Google just has to grow. It has to keep growing. But Google grows at its own peril. Google grew so much that what happened? It outgrew Google. Google had to become what? Alphabet. Now what is Alphabet? Alphabet is not Google. Alphabet is a holding company. So Google’s new business as Alphabet is to do what? It’s to buy and sell technology companies. So, once a company becomes just too big to flip anymore, it becomes a flipper of other companies.
I was at a party one time where I was talking to some guy who had been profiled by Adbusters because he was a big climate change guy. And he basically told me…that I needed to be making my own food, I needed to be making my own clothes. So you’re telling me that as a working mother going to school full-time, along with those responsibilities in which I am at home studying most the time, I should be making my daughter’s clothes. I should be whipping up meals from scratch. Um…no.
My thinking is how do we design systems that provide for every aspect of our humanity? How do we design a city that cares for all of our needs? You know it’s not just thinking about shelter, but it’s thinking about our food and our air and so, obviously the types of industry we have are very different, because we have to make sure that our air and our water is clean. And that our food is readily available, and that we have spaces for contemplation and reflection. And that we have places for communing with each other.

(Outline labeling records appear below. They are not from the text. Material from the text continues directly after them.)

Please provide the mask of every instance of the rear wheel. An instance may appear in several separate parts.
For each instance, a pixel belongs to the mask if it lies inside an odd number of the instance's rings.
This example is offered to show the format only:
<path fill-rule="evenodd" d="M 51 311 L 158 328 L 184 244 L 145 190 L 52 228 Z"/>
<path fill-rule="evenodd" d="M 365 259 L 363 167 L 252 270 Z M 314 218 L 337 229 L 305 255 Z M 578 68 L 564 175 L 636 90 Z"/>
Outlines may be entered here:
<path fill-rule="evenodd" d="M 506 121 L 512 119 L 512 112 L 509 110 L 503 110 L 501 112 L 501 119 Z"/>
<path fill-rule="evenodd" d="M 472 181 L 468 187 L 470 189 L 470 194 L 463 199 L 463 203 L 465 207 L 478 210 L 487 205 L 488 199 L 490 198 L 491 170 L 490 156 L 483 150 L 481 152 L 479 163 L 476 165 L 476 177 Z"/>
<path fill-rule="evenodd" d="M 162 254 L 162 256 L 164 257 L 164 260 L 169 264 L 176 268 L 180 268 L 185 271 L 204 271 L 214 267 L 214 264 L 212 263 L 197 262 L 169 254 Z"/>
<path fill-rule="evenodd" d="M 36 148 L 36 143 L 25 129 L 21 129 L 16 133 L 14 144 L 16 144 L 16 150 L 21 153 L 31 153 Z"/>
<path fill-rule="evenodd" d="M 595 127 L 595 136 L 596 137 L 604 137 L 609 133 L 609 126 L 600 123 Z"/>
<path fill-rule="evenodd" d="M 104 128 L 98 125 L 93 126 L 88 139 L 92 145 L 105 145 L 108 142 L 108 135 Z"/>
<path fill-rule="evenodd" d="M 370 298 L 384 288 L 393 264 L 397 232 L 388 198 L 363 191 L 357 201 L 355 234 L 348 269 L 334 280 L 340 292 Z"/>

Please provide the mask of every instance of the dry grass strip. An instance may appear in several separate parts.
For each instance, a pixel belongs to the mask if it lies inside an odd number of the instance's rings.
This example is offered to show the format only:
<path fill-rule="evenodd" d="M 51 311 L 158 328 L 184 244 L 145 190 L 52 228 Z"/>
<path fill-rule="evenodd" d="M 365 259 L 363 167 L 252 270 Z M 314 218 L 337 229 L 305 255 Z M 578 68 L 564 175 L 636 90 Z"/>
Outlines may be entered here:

I like to think that we are an intelligent species. I mean, actually the people that often get this most quickly are the people who are poorest, because they know the system doesn’t work. But so many of our supposedly brightest people pick this up and don’t question it. And then we have the all the whole field of economics, which is an ideology built on assumptions that if you examine them are absurd. Because you know, economists simply look at the economy as a pricing system. They’re not system thinkers. Part of the cause our crisis is that we’re not educated to think in terms of systems.
We’ve got two paradoxical trends happening at the same time. The first is what I call in my book “the cult of the social,” the idea that on the network, everything has to be social and that the more you reveal about yourself the better off you are. So if your friends could know what your musical taste is, where you live, what you’re wearing, what you’re thinking, that’s a good thing, this cult of sharing. So that’s one thing that’s going on. And the other thing is an increasingly radicalized individualism of contemporary, particularly digital, life. And these things seem to sort of coexist, which is paradoxical and it’s something that I try to make sense of in my book.